Amendments and additions to the Law on IRT
The Right to Information Act, as it existed before the enactment of the DPDP Act, maintained a “balancing act” between an individual’s right to access public information and the protection of individuals from unnecessary intrusions into their privacy.
Section 8(1)(j) of the RTI Act excludes personal information which has no connection with any “public activity or interest” or which may lead to an “unwarranted invasion of the privacy of an individual” from the purview of information , which can be sought in accordance with the law. But an exception was made for personal information, the disclosure of which a public information officer or appeals authority considered was justified by the “broader public interest”. The proviso to this clause states that personal information which cannot be denied to Parliament or any State Legislature cannot also be denied to an RTI applicant.
The applicability of this provision and the exemption it creates have been challenged several times all the way to the Supreme Court. And now the section has been amended to exclude the ‘wider public interest’ parameter altogether. In other words, an RTI applicant cannot seek any information related to ‘personal information’ even if the larger public interest dictates its disclosure. The amendment also removes the proviso.
Gupta said section 8(1)(j), as amended by the legislation, no longer struck a balance between invasion of privacy and the wider public interest. He said it could be used in an “oppressive way” to limit the flow of public information and could cause tangible harm to many people.
Data Protection Board ‘Lacks Independence’
Another concern raised by Gupta is over the power of the central government to request information from the data protection board, which is to be set up when this law comes into effect, and to refer suo moto complaints to it about alleged data breaches.
The Data Protection Board will be the authority under the Act to register and appoint consent managers to resolve issues relating to any unauthorized processing, sharing or use of data without the consent of the data subject. A consent manager is someone who will liaise between the data principal and the data trustee, and in turn the data processor, and will serve as a single point of contact to allow the data principal to grant, manage, review and withdraw their consent through a platform.
Gupta argued that the central government’s power to require information and make recommendations suo motu complaints to the board were alarming. He explained this with a hypothesis: when a public document is accessed by a journalist or transparency activist, the central government can file a complaint with the board, leading to a conflict of interest. This is because the central government will appoint this board and determine the terms of service of its members. This raised concerns about the fairness and independence of the data protection board.

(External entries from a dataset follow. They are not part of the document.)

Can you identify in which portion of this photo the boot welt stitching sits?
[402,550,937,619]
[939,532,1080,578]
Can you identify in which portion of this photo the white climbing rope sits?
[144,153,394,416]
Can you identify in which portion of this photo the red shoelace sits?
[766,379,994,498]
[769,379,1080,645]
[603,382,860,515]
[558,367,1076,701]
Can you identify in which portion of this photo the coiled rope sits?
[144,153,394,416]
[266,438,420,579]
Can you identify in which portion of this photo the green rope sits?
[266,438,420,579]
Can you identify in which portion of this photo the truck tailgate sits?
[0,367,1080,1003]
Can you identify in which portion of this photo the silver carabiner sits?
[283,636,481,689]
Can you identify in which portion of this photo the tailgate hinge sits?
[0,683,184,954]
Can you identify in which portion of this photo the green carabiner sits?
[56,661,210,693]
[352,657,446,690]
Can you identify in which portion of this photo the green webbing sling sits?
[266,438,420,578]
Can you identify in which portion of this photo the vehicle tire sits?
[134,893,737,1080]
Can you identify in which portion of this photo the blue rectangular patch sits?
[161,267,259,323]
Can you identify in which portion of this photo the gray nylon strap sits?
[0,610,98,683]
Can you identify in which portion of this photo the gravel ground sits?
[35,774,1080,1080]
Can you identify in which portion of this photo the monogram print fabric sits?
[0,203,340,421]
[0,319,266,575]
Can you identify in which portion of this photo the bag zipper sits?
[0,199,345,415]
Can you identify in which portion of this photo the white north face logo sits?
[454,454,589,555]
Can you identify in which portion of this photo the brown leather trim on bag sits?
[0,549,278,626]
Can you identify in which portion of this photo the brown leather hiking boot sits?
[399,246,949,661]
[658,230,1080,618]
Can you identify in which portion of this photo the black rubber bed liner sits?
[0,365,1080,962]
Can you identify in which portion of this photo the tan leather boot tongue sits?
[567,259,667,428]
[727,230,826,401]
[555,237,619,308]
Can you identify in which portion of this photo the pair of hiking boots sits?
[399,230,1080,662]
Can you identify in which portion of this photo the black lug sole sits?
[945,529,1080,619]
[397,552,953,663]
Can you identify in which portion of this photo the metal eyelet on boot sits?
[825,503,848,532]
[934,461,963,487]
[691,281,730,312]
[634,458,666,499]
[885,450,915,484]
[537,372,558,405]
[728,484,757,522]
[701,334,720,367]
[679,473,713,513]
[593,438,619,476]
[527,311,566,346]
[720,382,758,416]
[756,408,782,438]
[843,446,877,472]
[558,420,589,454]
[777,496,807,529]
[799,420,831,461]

In closing, Gupta said the government’s new data protection law needs “significant improvements.” “Several injuries have been caused by the Data Protection Act; not only for privacy but also for transparency,” he said. But he also expressed hope that over a period of time, lawyers through their analysis, criticism and activism can help refine the law in the future.
(Editing by Awstika Das)
Advocate Apar Gupta is a lawyer and writer on democracy and technology. He has been involved in several landmark constitutional cases at the intersection of technology and democratic rights, such as Shreya Singhal (Section 66A case), Gaurav Vyas (Internet shutdown case) and most notably KS Puttaswamy, in which the Supreme Court held that the right to privacy is an aspect of the right to life under Article 21 of the Constitution. He is also the co-founder of the Internet Freedom Foundation, a non-governmental organization that protects digital privacy, free speech and innovation.